To generate synthetic Arabic dot-matrix characters, we employed the PIL package and used the created Arabic True Type Font that includes digits 0–9 with varying widths but consistent height, along with a delimiter symbol (”/”). Incorporating different digit widths in the font adds a distinctive visual aspect to the design and enhances model generalization by increasing the variability of input dot-matrix images.

Methodology

We introduce a novel technique for the recognition of the expiration digits, trained on the synthetic images of Arabic dot matrix format. Figure 5 shows the main layers of CNN-based model with Binary Embeddings, used for Arabic Expiry Date Recognition.

Fig. 5
figure 5

CNN-Optimized with Binary Embedding for Arabic Expiry Date Recognition Architecture

The purpose of our work is focused on developing a lightweight and high-speed model by generating embeddings in the form of binary representations, that will be then decoded into expiry dates. Our model produces an output of 36 probabilities representing how likely each bit should be enabled as 1 or disabled as 0 when applying a threshold of 60%. The 0.5 threshold is commonly set as a default for machine learning, however it might not be optimal for real-world applications, so we choose a range of 10% to avoid any randomness of the result and the best result obtained was of applying a threshold of 60% on the Tanh output.
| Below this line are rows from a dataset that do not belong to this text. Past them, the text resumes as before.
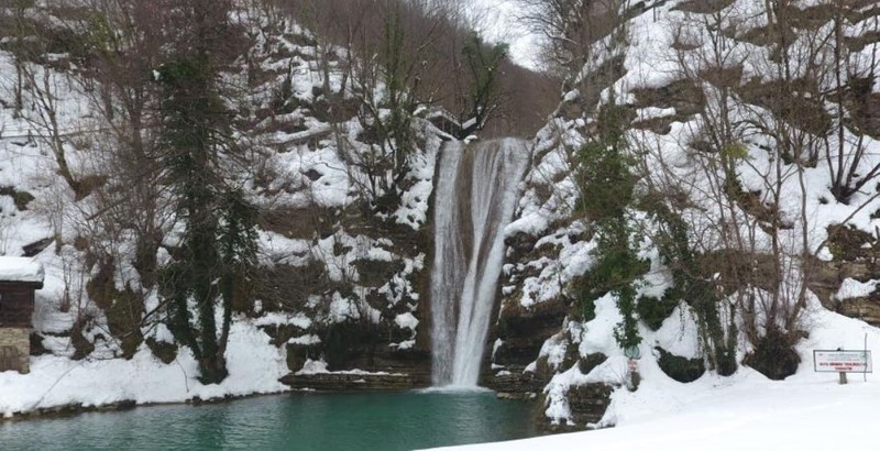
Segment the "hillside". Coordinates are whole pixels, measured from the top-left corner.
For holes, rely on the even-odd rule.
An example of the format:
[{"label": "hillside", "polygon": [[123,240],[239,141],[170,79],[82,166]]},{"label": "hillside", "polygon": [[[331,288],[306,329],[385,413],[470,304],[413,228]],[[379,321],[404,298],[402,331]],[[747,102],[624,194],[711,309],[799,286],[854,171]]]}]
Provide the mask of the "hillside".
[{"label": "hillside", "polygon": [[813,361],[880,349],[876,2],[534,1],[544,78],[431,2],[206,1],[3,10],[0,253],[46,271],[6,417],[479,373],[622,431],[522,449],[697,449],[876,399]]}]

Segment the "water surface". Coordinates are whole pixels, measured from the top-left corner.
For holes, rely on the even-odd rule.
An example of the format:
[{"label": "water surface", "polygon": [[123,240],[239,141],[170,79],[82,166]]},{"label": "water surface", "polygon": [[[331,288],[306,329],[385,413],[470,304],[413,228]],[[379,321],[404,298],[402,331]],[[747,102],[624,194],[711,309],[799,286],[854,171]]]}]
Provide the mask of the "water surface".
[{"label": "water surface", "polygon": [[493,393],[265,396],[0,424],[2,450],[411,450],[535,435],[534,404]]}]

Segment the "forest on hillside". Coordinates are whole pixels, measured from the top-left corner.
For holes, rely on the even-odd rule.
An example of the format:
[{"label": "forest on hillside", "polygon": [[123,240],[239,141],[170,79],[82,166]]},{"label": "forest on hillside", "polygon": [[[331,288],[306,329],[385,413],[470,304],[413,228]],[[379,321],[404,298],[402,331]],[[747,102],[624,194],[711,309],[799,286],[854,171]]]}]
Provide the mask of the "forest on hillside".
[{"label": "forest on hillside", "polygon": [[549,430],[612,425],[625,350],[784,380],[816,311],[880,324],[876,1],[515,4],[538,70],[454,0],[0,0],[0,253],[46,266],[34,358],[197,375],[138,403],[427,386],[437,218],[488,254],[465,212],[501,197],[459,168],[512,150],[475,361]]}]

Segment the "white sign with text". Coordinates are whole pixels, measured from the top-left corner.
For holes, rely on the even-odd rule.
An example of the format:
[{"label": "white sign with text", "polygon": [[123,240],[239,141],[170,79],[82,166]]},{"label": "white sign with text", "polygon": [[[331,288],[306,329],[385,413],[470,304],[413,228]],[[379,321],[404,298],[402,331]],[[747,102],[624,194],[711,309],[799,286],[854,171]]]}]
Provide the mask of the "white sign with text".
[{"label": "white sign with text", "polygon": [[813,351],[813,370],[820,373],[871,373],[871,351]]}]

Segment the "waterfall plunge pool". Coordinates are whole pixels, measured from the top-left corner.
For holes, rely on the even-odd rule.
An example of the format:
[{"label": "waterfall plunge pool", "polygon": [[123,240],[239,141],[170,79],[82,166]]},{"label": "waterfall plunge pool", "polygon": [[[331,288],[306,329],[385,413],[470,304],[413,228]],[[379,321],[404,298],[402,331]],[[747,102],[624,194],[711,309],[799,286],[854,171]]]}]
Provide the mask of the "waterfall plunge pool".
[{"label": "waterfall plunge pool", "polygon": [[537,435],[492,392],[296,393],[0,422],[3,450],[411,450]]}]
For example, the date format of yyyy/mm/dd holds a fixed sequence of 8 digits where each digit is encoded into a 4-bit binary representation; for example, a digit of 9 is encoded into a binary representation of 1001. It can be also trained on images with different date formats while maintaining the same binary representation output, as for example January will be encoded into the binary representation of 01 and so forth.

Algorithm 1
figure a

Generate Binary Embeddings for Expiry Date Recognition Algorithm

The traditional models aim to activate the neuron corresponding to the target class. In the proposed method, binary representation requires the model to activate multiple neurons simultaneously. For instance, determining class 9 involves firing the neurons with the binary representation 0001011. Our approach of using the binary embedding layer employs two characteristics. The first one relies on the size reduction where the number of neurons equals the number of classes in traditional classification layers, posing challenges with large numbers of classes. The approach converts the total number of classes to its binary representation, significantly reducing the required number of neurons. For example, a 100-class problem would only need 7 neurons in binary representation, leading to a more compact model. Secondly, increasing generalization as of instead of firing a single neuron for a specific class, the model must activate a combination of neurons in the classification layer. This leads to enhanced generalization as the model explores various combinations of neurons in the preceding layer before the classifier to make accurate predictions.

CNN feature extractor

The initial stage of our model involves the extraction of dates within an image, employing Convolutional Neural Networks (CNNs) due to their effectiveness in capturing key features, particularly the spatial location of the date within the image [24]. Our model incorporates three convolutional blocks, each of the first two blocks is comprised of CNN Layer, rectified linear unit (ReLU) activation function, batch normalization, and the Max Pooling Layer. The final convolutional block consists of CNN Layer, rectified linear unit (ReLU) activation function, and batch normalization, without the Max Pooling Layer. The input image is of dimension 256 × 64 × 1. The output of the final convolutional block represents the CNN Feature extractor that is of size 64 × 16 × 4, which is subsequently flattened as an input into the dense layer.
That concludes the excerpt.